Russia has signed a treaty with Crimean leaders confirming it will annex the Ukrainian peninsular of Crimea.

The treaty was signed by Russian President Vladimir Putin and Crimean leaders’ on Tuesday 18th March. Shortly after the signing, a Ukrainian serviceman was killed in an attack on a base in Crimea, Kiev has claimed. According to The defence ministry the attack took place in Crimea’s capital, Simferopol.

In response to the treaty, the US called an emergency G7-EU crisis meeting in The Hague next week whilst the new Ukrainian government in the country’s capital Kiev said it would not accept the treaty. “We do not recognise and never will recognise the so-called independence or the so-called agreement on Crimea joining the Russian Federation” said Ukraine’s Foreign Minister.

The treaty comes after a referendum held in Crimea on Sunday 15th March, deciding if Crimea should become part of Russia. Crimean officials say that 97% of voters supported splitting from Ukraine although the referendum was declared illegal by many in the west, including the UK and the USA.

Since the referendum both the EU and the US have imposed sanctions on Russian and Ukrainian individuals. These individuals include the Prime Minister of Crimea whose election, in the presence of a Russian gunman, was declared unconstitutional by the EU. The sanctions involve banning travel and freezing assets for people who played a key part in Crimea’s referendum. US President Barack Obama said that unless Russia de-escalated the situation they would be “ready to impose further sanctions”.

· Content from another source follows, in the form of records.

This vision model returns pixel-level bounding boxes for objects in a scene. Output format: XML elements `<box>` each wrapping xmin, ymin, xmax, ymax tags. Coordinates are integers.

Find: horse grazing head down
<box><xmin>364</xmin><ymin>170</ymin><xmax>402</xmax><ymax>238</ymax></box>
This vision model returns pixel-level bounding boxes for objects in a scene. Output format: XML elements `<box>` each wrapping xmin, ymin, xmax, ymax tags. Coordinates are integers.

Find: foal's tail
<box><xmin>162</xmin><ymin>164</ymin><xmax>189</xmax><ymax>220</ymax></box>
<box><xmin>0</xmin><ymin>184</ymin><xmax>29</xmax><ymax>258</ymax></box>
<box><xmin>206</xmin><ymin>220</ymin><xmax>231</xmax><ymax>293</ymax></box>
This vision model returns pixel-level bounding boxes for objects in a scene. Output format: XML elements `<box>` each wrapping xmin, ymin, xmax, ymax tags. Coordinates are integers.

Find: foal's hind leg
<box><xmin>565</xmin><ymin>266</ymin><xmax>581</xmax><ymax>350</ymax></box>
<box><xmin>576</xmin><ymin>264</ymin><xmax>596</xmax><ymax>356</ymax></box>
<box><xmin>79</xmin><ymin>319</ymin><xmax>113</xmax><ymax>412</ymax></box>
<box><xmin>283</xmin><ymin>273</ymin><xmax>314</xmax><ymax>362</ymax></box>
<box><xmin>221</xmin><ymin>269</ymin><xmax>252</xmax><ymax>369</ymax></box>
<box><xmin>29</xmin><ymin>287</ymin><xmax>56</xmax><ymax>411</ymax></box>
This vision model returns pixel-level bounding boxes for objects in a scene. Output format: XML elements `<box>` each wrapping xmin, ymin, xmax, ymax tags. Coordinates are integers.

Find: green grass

Despite the sanctions, Russia has shown no signs of ceasing its activity in Crimea. Russian gunmen have been installed in Crimea since February. After the signing, Putin told crowds in Moscow’s Red Square that “Crimea and Sevastopol are returning to… their home shores, to their home port, to Russia!” In a televised address, Putin said “In the hearts and minds of people, Crimea has always been and remains an inseparable part of Russia” and that “The people of Crimea clearly and convincingly expressed their will – they want to be with Russia”. He also claimed that Crimea’s removal whilst under Soviet control from Russia to Ukraine was a “historical injustice”.